Richard Ayodele Akintunde SAN is a Nigerian lawyer and sportsman. In 2016, Akintunde was appointed as a Senior Advocate of Nigeria and is also a Chartered Arbitrator and Fellow of the Chartered Institute of Arbitrators and a past President of the Business Recovery and Insolvency Practitioners Association of Nigeria.

== Early life and education ==
Akintunde was born on 4 November 1964 in Montreal, Canada, to Josiah Olanipekun Akintunde and Florence Oseyemi Akintunde, originally from Ondo Town in Ondo State, Nigeria.

He began his primary education at the Staff School, University of Ife, from 1967 to 1974 before proceeding to Ilesa Grammar School, Osun State from 1975 to 1980, where he obtained his West African School Certificate. Akintude furthered his education at Obafemi Awolowo University, where he graduated with an LLB (Hons.) degree in 1984 and was called to the Bar in 1985.

== Career ==

In June 1993, he became a Founding and Managing Partner of Laniyan, Akintunde & Ibrahim, a commercial law, litigation, and alternative dispute resolution (ADR) firm.
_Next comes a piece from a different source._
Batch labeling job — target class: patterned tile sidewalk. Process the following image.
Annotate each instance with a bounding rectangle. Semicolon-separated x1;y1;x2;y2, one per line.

In 2004, he established Ayodele Akintunde & Co., a full service firm with offices in Lagos and Abuja, and was appointed as a Senior Advocate of Nigeria (SAN) in 2016.

As of 2024, Akintunde serves as a Senior Partner at Ayodele Akintunde & Co. and is a Chartered Arbitrator and Fellow of the Chartered Institute of Arbitrators and the Business Recovery and Insolvency Practitioners Association of Nigeria. In the Nigerian Bar Association, Akintunde has served as the Chair of the Electoral Committee, election audit and reform committee. He has also served on the Council of the Section on Legal Practice.

==Personal life==

Akintunde participates in golfing and motorcycling events such as the Three Flags Tour, Saddlestore, Iron Bum Run, and Tough Tour. He is the Bamofin of Ondo Kingdom, the Deputy Chancellor of the Anglican Diocese of Ondo and the Chairman of the Osemawe Youth Empowerment Foundation.